04 avril 2020

#Confiné Jour 19 - De la plume pour le masque


De l'urgence du déconfinement
En ce soir du dix-neuvième jour de confinement, on peut le dire avec une certitude bon enfant : nous en sommes à la première moitié du troisième week-end. On va pouvoir dire que le temps passe presque vite. Je n’ai pas vu passer ces quatorze jours de travail à la maison et ces cinq jours de glande. Si je les compte, ce n’est que pour le dire. Ça m’amuse toujours de plus en plus comment on peut prendre de nouvelles habitudes, de nouveaux rythmes. On le constate notamment au fil des discussions que l’on peut avoir avec des gens qui racontent la même chose : ils s’adaptent.
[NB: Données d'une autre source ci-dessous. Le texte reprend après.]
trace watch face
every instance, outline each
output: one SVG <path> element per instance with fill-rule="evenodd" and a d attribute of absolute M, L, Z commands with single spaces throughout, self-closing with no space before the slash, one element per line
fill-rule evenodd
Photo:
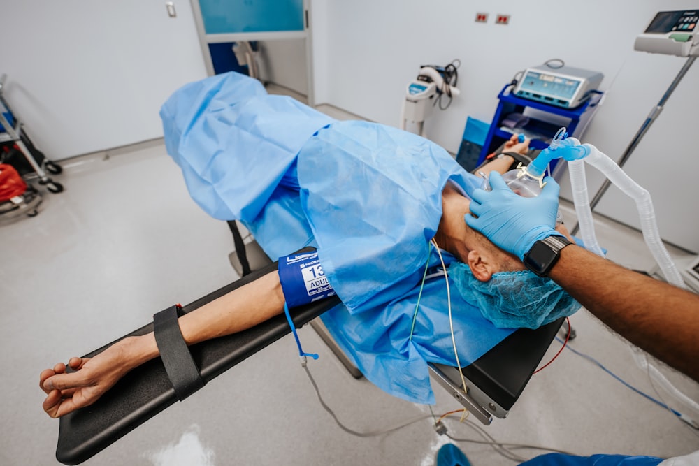
<path fill-rule="evenodd" d="M 558 253 L 550 246 L 537 241 L 524 256 L 524 265 L 538 275 L 544 275 L 553 266 L 558 256 Z"/>

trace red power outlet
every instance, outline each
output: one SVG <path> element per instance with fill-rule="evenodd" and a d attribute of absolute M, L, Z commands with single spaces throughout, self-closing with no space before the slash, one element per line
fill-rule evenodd
<path fill-rule="evenodd" d="M 510 15 L 498 15 L 495 20 L 496 24 L 509 24 Z"/>
<path fill-rule="evenodd" d="M 476 13 L 476 22 L 488 22 L 488 13 Z"/>

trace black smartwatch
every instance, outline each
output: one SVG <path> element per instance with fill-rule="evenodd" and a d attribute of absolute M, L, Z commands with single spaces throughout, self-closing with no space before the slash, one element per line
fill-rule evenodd
<path fill-rule="evenodd" d="M 561 249 L 572 244 L 563 236 L 554 235 L 539 240 L 524 254 L 524 265 L 540 277 L 546 277 L 561 256 Z"/>

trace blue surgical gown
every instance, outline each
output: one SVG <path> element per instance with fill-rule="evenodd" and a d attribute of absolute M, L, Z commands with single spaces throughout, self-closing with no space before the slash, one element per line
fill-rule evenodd
<path fill-rule="evenodd" d="M 235 73 L 183 87 L 161 117 L 168 153 L 204 210 L 241 221 L 270 257 L 318 249 L 343 301 L 323 321 L 384 391 L 434 402 L 427 363 L 456 364 L 449 300 L 462 366 L 513 331 L 495 328 L 453 287 L 447 293 L 429 244 L 442 191 L 479 180 L 442 147 L 390 126 L 335 121 Z M 442 254 L 448 268 L 454 258 Z"/>

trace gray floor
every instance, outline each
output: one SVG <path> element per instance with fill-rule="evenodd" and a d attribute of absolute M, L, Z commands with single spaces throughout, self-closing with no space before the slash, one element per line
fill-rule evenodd
<path fill-rule="evenodd" d="M 58 421 L 41 407 L 42 369 L 237 278 L 228 260 L 233 242 L 226 226 L 191 201 L 159 141 L 70 161 L 64 168 L 57 179 L 66 191 L 45 194 L 38 216 L 0 224 L 3 465 L 57 464 Z M 570 218 L 570 206 L 564 207 Z M 637 232 L 600 221 L 598 234 L 612 259 L 651 266 Z M 626 343 L 586 311 L 571 320 L 577 332 L 572 347 L 656 396 Z M 321 354 L 311 371 L 348 426 L 381 430 L 429 414 L 426 406 L 353 379 L 308 326 L 300 334 L 307 351 Z M 554 343 L 545 359 L 559 347 Z M 346 434 L 319 404 L 295 351 L 293 338 L 284 337 L 85 464 L 433 464 L 448 439 L 434 432 L 431 420 L 369 438 Z M 699 399 L 696 384 L 662 370 Z M 435 392 L 438 414 L 461 407 L 436 386 Z M 448 425 L 454 437 L 482 440 L 468 421 Z M 487 430 L 500 442 L 579 454 L 669 456 L 699 449 L 699 432 L 568 350 L 533 377 L 507 419 L 496 419 Z M 514 464 L 489 446 L 460 446 L 474 465 Z"/>

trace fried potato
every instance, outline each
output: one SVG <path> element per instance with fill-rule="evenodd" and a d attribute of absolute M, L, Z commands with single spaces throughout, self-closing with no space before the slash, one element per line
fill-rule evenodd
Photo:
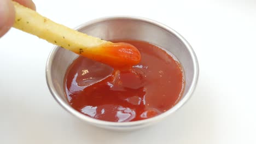
<path fill-rule="evenodd" d="M 88 35 L 42 16 L 35 11 L 13 2 L 16 10 L 13 27 L 49 42 L 113 67 L 138 63 L 141 55 L 134 46 L 113 43 Z"/>

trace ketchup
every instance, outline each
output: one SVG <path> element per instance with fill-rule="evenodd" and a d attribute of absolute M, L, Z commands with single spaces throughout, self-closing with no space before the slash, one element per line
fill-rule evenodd
<path fill-rule="evenodd" d="M 88 116 L 118 122 L 150 118 L 171 109 L 183 93 L 181 64 L 148 43 L 122 41 L 138 49 L 141 62 L 122 69 L 79 56 L 65 76 L 71 106 Z"/>

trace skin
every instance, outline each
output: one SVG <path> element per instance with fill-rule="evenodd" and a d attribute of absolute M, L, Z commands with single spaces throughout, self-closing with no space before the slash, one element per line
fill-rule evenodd
<path fill-rule="evenodd" d="M 36 10 L 36 5 L 31 0 L 14 1 Z M 15 9 L 11 0 L 0 0 L 0 37 L 4 35 L 13 26 L 15 17 Z"/>

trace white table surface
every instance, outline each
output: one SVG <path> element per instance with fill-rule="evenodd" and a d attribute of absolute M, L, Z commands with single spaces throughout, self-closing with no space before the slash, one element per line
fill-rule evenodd
<path fill-rule="evenodd" d="M 197 87 L 183 107 L 150 127 L 97 128 L 51 97 L 45 67 L 53 45 L 11 29 L 0 39 L 0 143 L 256 143 L 254 0 L 60 2 L 34 0 L 40 14 L 72 28 L 126 15 L 178 31 L 197 56 Z"/>

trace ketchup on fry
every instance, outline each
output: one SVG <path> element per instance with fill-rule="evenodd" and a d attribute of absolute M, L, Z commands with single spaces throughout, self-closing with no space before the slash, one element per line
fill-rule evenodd
<path fill-rule="evenodd" d="M 180 64 L 148 43 L 122 41 L 138 49 L 140 62 L 120 69 L 79 57 L 65 76 L 70 105 L 88 116 L 118 122 L 149 118 L 171 109 L 183 91 Z"/>

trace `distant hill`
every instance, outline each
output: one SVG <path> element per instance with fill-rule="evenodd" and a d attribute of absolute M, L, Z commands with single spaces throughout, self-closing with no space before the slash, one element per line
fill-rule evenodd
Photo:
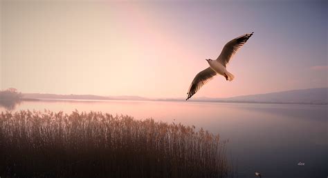
<path fill-rule="evenodd" d="M 327 104 L 327 95 L 328 88 L 320 88 L 239 96 L 228 98 L 226 100 L 260 103 Z"/>
<path fill-rule="evenodd" d="M 198 102 L 235 102 L 235 103 L 303 103 L 328 104 L 328 88 L 309 88 L 238 96 L 230 98 L 196 97 L 190 101 Z M 98 96 L 93 95 L 55 95 L 24 93 L 23 99 L 95 99 L 95 100 L 138 100 L 183 101 L 183 98 L 148 99 L 138 96 Z"/>

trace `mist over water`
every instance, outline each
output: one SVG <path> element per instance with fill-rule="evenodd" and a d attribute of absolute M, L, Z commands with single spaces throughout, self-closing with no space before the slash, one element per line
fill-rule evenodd
<path fill-rule="evenodd" d="M 203 128 L 229 140 L 228 156 L 239 177 L 254 177 L 255 171 L 264 177 L 328 175 L 327 106 L 43 100 L 23 101 L 12 112 L 28 109 L 100 111 Z"/>

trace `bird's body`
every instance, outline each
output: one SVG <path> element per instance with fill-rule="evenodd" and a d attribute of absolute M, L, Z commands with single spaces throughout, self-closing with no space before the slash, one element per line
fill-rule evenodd
<path fill-rule="evenodd" d="M 224 66 L 224 65 L 222 65 L 222 63 L 217 60 L 208 61 L 210 67 L 214 70 L 214 71 L 222 76 L 225 76 L 224 73 L 227 72 L 227 69 Z"/>
<path fill-rule="evenodd" d="M 222 65 L 221 63 L 219 62 L 219 61 L 217 60 L 212 60 L 212 61 L 208 61 L 208 64 L 210 65 L 210 67 L 215 71 L 217 73 L 222 75 L 226 78 L 226 80 L 228 81 L 233 81 L 233 79 L 235 78 L 235 76 L 233 76 L 233 74 L 230 72 L 228 72 L 226 68 Z"/>
<path fill-rule="evenodd" d="M 226 66 L 237 50 L 247 41 L 253 33 L 245 34 L 228 42 L 217 60 L 206 59 L 210 67 L 201 71 L 194 77 L 189 88 L 185 100 L 192 97 L 205 83 L 217 74 L 224 76 L 227 81 L 233 80 L 235 76 L 227 70 Z"/>

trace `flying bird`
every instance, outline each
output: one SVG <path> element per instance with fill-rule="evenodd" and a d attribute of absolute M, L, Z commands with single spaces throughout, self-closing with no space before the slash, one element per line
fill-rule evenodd
<path fill-rule="evenodd" d="M 194 95 L 206 83 L 217 74 L 224 76 L 226 81 L 232 81 L 235 76 L 229 72 L 226 66 L 238 49 L 245 44 L 254 32 L 246 33 L 228 42 L 222 49 L 217 60 L 206 59 L 210 67 L 198 73 L 192 80 L 187 93 L 188 100 Z"/>

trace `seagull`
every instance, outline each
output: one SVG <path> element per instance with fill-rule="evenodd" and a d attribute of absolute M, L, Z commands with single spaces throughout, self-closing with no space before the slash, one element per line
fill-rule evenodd
<path fill-rule="evenodd" d="M 255 175 L 259 177 L 259 178 L 262 177 L 261 173 L 259 173 L 257 172 L 255 172 Z"/>
<path fill-rule="evenodd" d="M 224 76 L 226 81 L 232 81 L 235 76 L 229 72 L 226 66 L 238 49 L 245 44 L 254 32 L 246 33 L 228 42 L 222 49 L 217 60 L 206 59 L 210 67 L 198 73 L 192 80 L 187 93 L 187 99 L 191 98 L 199 89 L 217 74 Z"/>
Je ne vais pas trop en parler sauf au travers de deux petits exemples, le premier est que j’ai arrêté le café et que je ne déjeune plus le matin. Je ne déjeunais déjà plus que lors de mes séjours en Bretagne mais, la semaine, je prends au moins un café en arrivant au bureau et un après le repas, voire un autre vers 16h. Là, presque trois semaines sans café. Et sans bière, d’ailleurs. Le deuxième est que ça fait plusieurs jours, vers 16 heures, où j’ai envie d’un encas alors que je ne prends plus de dessert le midi. Aujourd’hui, j’ai craqué. Tout est sûrement lié mais je n’arrive pas à tout piger.

A midi, j’avais un rendez-vous téléphonique avec une copine des réseaux sociaux que j’avais rencontré, dans la vraie vie, lors des meetings de François Hollande en 2012 et qui était venue deux ou trois fois à la Comète depuis. On a papoté une bonne demi-heure. Cela fait partie des nouvelles habitudes que j’apprécie. Prendre rendez-vous pour se causer pour éviter, ainsi, de prendre le risque de déranger l’autre. Je procède ainsi, pour le travail, depuis longtemps. Et même pour les aspects personnels, j’essaie de téléphoner à heure fixe, quand je peux, pour les conversations badines. Ainsi, ça fait des années que j’appelle ma mère entre 18 heures et 18h30, tous les deux à quatre jours en période normale et tous les jours en cas de maladie… ou de confinement. Toujours est-il que c’est la première dois que je discute aussi longtemps avec une personne depuis le début du confinement.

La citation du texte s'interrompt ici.